The four students are among a group of around twenty people arrested on 5 February 2009, at a ceremony to honor Mehdi Bazargan, the first Iranian prime minister after the revolution of 1979. The annual event had been announced publicly and formally by his family and Nehzat e Azadi, the political party founded by Bazargan. Two weeks before this formal announcement, intelligence forces had prevented the ceremony. However, after negotiation with parliamentarians and other authorities, the organizers were given verbal permission to hold the ceremony.
According to Ebrahim Yazdi and Ezatolah Sahabi, prominent politicians and Bazargan’s colleagues who issued invitations to the ceremony, in the last 14 years there were never any official obstacles to holding the ceremony. Although memorial ceremonies do not require any official permission according to the Constitution, the organizers sent formal letters to the Governor at Tehran and local police and informed them, receiving no denials in response. Yet on 5 February 2009, as guests were arriving to attend the ceremony, they were obstructed by police and security forces, and about 20 people were arrested violently, including the four Amirkabir students.

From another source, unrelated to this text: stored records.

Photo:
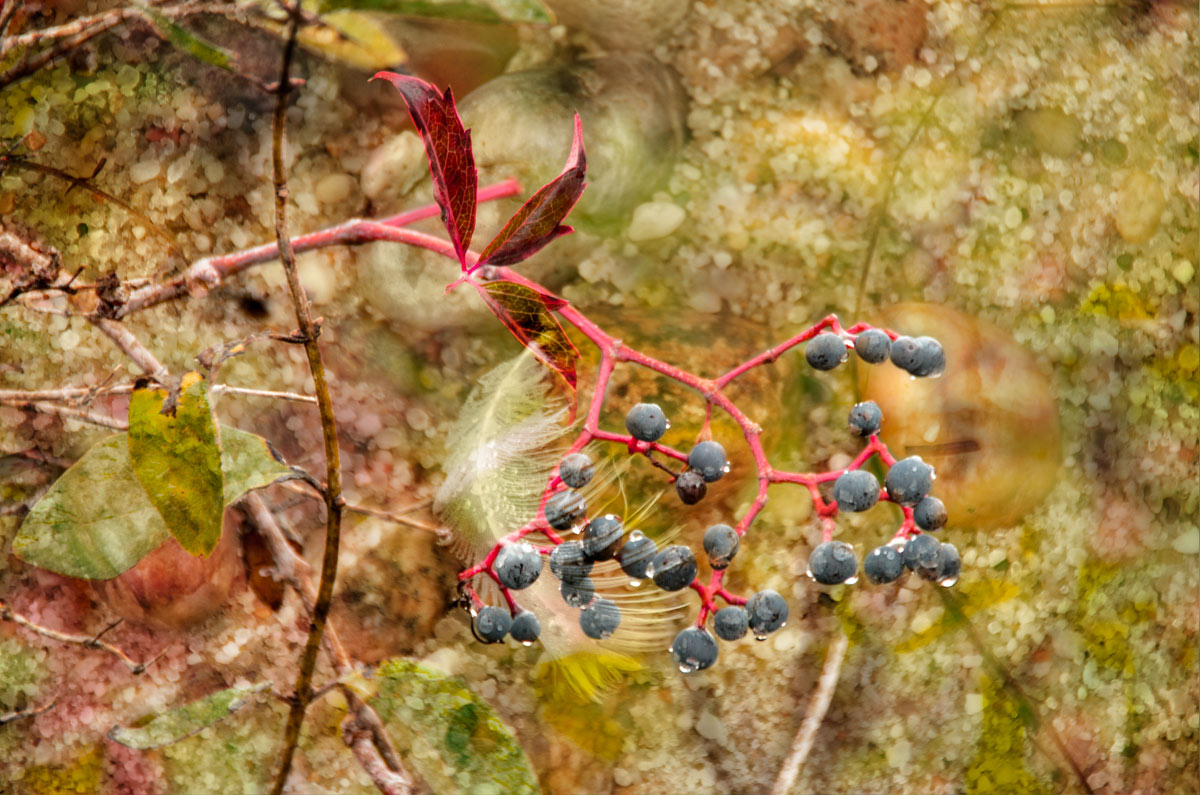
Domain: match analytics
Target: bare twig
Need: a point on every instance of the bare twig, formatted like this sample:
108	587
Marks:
87	641
817	707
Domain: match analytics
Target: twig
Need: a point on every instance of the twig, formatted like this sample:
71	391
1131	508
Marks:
87	641
817	707
328	423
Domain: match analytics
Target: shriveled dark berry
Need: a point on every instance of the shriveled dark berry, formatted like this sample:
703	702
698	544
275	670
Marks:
565	508
577	593
492	623
826	351
833	562
526	628
923	556
600	619
708	459
576	470
720	544
694	650
867	418
569	561
909	480
673	568
646	422
636	554
517	566
929	514
690	486
601	537
883	565
873	346
731	622
856	490
766	611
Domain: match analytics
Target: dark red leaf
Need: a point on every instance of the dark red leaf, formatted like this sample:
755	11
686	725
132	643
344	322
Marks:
539	220
529	316
448	148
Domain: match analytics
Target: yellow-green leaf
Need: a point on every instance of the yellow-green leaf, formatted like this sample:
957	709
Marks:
96	520
177	459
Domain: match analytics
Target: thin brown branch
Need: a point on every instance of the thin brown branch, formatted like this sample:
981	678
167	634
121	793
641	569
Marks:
87	641
817	707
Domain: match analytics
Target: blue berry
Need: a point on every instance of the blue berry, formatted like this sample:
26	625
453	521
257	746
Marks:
577	593
694	649
867	418
766	611
731	622
930	358
569	561
646	422
673	568
929	514
826	351
601	536
526	627
833	562
492	623
636	554
952	566
600	619
873	346
517	566
905	353
856	490
909	480
576	470
883	565
565	508
708	459
720	544
923	555
690	486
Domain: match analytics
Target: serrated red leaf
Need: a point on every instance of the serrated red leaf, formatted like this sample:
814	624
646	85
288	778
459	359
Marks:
539	220
448	148
529	317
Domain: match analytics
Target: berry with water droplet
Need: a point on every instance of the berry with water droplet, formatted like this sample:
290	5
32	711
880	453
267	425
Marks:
856	490
766	611
708	459
833	562
909	480
526	628
883	565
600	619
576	470
673	568
492	623
517	566
646	422
694	649
720	544
690	486
826	351
731	622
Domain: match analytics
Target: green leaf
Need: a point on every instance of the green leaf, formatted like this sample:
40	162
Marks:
177	459
453	737
185	721
187	41
96	520
526	11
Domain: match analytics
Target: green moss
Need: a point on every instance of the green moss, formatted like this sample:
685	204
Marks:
999	764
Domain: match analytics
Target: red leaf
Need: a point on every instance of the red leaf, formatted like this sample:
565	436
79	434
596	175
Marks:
539	220
448	148
528	315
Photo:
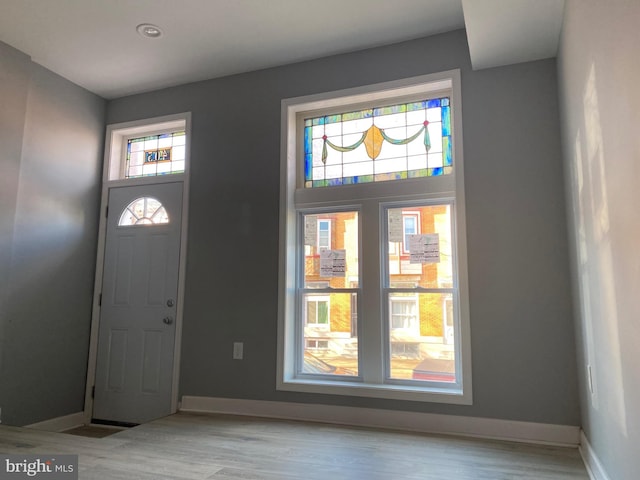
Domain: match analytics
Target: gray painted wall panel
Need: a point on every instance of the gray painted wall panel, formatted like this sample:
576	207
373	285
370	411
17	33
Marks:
598	79
50	276
522	336
15	70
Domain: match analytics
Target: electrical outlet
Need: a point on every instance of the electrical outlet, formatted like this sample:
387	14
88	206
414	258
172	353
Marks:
238	350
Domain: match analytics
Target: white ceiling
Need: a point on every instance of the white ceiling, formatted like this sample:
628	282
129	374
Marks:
94	42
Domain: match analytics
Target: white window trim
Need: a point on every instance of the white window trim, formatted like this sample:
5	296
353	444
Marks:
293	197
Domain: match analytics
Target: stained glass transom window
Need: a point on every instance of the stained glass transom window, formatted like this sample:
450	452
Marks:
155	155
143	211
394	142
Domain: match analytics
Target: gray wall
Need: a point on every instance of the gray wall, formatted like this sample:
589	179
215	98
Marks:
599	78
522	333
49	219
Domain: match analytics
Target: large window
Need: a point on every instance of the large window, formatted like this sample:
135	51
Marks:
373	285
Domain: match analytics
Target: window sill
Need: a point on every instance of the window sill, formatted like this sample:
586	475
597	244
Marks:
451	394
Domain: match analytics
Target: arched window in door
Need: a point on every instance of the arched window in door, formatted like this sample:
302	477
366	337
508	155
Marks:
143	211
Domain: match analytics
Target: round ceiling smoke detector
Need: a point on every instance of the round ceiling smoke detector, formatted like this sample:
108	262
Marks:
148	30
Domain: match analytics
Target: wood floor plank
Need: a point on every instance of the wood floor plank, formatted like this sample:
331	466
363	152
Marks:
191	446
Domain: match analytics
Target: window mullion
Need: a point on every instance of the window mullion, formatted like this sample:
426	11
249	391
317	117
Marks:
371	335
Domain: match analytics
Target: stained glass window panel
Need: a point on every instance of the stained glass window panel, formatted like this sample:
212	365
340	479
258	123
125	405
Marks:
155	155
384	143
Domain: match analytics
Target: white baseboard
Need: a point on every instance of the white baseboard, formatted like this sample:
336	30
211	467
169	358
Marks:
526	432
591	461
60	424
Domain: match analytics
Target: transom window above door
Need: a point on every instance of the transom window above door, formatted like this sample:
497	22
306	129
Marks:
155	155
152	150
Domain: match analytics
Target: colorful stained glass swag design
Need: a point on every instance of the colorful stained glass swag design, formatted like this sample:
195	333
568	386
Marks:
378	144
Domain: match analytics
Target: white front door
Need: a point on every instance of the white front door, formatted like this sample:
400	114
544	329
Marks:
136	337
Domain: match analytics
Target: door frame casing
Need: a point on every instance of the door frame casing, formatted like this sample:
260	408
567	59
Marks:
115	146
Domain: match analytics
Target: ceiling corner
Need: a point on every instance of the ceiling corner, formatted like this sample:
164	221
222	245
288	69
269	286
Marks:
504	32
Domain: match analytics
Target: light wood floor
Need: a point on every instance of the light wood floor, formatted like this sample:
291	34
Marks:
192	446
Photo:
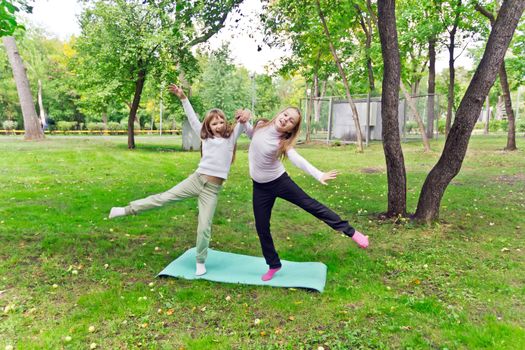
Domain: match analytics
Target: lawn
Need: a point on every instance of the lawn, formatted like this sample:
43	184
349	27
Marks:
70	278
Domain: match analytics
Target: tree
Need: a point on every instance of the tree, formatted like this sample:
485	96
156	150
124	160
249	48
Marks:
8	10
395	162
355	115
123	41
511	134
32	127
449	164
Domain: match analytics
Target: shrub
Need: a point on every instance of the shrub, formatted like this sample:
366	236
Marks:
113	126
504	125
66	126
441	126
494	125
520	125
95	126
9	125
410	126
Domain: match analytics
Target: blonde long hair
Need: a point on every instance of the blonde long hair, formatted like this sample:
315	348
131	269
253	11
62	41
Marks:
288	139
226	133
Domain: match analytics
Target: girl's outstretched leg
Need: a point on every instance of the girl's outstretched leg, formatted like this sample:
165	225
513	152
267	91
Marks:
291	192
207	203
269	275
189	187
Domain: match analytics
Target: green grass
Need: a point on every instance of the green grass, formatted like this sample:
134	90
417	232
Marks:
457	284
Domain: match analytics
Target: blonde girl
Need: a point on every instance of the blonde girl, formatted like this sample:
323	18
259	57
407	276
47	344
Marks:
272	141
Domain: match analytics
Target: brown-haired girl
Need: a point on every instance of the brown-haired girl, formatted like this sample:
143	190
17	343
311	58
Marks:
271	141
218	147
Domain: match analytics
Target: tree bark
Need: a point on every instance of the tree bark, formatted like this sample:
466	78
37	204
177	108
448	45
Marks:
468	112
452	70
32	127
395	163
511	132
420	124
487	116
41	106
139	85
431	86
355	115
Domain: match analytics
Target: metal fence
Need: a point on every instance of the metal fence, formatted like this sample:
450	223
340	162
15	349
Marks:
331	118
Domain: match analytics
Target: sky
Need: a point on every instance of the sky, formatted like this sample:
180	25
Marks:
59	18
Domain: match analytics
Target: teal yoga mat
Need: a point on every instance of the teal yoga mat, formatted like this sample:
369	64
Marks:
237	268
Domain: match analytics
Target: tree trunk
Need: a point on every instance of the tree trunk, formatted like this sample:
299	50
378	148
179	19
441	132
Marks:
511	134
417	116
431	86
41	106
468	112
321	93
451	79
355	115
395	163
139	85
32	127
487	115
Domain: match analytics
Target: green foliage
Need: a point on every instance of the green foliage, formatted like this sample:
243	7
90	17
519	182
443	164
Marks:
66	126
9	125
448	285
8	10
520	125
498	125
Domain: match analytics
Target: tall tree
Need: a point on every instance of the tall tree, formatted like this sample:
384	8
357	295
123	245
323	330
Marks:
123	41
511	133
449	164
355	114
395	162
32	126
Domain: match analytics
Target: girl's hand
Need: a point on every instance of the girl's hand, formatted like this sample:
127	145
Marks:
174	89
330	175
243	115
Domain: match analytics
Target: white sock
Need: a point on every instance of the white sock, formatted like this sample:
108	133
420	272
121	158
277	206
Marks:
116	212
201	269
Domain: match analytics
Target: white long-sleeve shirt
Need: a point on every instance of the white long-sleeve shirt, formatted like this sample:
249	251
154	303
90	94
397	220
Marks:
217	152
262	154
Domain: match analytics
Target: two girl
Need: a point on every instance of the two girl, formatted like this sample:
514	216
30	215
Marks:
272	141
218	146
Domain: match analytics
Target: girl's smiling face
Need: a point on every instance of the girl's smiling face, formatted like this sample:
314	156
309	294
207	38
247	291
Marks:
286	120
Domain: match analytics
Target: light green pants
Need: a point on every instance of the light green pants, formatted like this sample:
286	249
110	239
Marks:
196	185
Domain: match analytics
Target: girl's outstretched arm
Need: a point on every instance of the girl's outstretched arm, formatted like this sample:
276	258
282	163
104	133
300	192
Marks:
303	164
188	109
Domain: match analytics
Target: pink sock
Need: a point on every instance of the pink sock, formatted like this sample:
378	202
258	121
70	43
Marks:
269	275
360	239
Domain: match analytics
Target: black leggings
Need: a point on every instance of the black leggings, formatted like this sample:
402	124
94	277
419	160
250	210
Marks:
264	195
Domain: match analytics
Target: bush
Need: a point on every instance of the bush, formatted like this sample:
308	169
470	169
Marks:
9	125
113	126
410	126
504	125
441	126
96	126
479	126
520	125
66	126
494	125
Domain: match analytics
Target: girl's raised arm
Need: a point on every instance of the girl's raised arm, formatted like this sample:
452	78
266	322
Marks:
303	164
188	109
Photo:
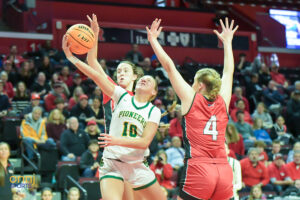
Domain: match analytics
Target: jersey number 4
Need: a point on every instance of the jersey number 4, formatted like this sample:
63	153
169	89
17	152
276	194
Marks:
211	127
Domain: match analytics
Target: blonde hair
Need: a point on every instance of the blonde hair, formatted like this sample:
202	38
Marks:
211	79
234	136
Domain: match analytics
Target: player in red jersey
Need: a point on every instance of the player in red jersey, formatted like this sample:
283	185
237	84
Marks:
127	75
207	174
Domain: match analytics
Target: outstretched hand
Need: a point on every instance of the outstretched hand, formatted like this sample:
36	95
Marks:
94	23
227	31
155	29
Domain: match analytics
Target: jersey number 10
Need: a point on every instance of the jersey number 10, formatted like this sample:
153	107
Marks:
211	127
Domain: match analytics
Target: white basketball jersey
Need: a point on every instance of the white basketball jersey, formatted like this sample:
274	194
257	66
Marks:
129	120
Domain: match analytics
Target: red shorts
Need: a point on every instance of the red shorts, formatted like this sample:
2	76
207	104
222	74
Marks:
206	181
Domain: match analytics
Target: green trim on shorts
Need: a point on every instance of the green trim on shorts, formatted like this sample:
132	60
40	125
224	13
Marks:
145	186
110	176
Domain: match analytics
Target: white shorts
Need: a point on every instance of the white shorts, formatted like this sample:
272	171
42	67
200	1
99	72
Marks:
138	174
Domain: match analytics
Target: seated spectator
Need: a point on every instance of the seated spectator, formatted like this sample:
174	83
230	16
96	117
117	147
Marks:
175	153
74	193
163	170
293	113
90	159
262	113
22	93
134	55
82	111
238	95
6	171
237	173
279	132
35	101
256	193
293	191
254	172
260	145
51	96
55	125
293	168
278	174
8	87
175	124
40	86
235	140
46	194
260	133
73	141
33	131
290	157
78	91
92	130
245	130
276	146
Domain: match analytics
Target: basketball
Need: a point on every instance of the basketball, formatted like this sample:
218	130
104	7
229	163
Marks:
81	38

”We are calling upon the Judiciary to investigate these arbitrary and illegal arrests, and to release them immediately,” stated Hadi Ghaemi, spokesperson for the International Campaign for Human Rights in Iran.
Activists on behalf of the detained students at Amirkabir University reported to the Campaign that the four students are being kept in solitary confinement in ward 240 of Evin Prison, which is managed by prison authorities. However, since they began their hunger strike they have been threatened with transfer to ward 209, which is run by the Intelligence Ministry. Families of the students were not informed of their whereabouts for five days, after which Branch 2 of the Revolutionary Court informed the families that their children had been placed in detention. Reliable sources have informed the Campaign that when the students were arrested, they were accused of “disobeying police orders,” which was subsequently changed to “acting against national security by attending an illegal ceremony.”
In protest against the arbitrary detention order, the four students and three other detainees, whose names have not been published, went on hunger strike. The health of the students has reportedly deteriorated seriously; Majid Tavakoli was taken to the health unit in Evin Prison several times to receive serum while he was unconscious.
“The authorities have a positive obligation to protect the detainees’ health and safety, and they should release all who have been arbitrarily detained immediately and unconditionally,” Hadi Ghaemi stated.
The International Campaign for Human Rights in Iran appealed to the Judiciary to identify and prosecute those who ordered and implemented the detentions, which were in violation of national and international human rights laws.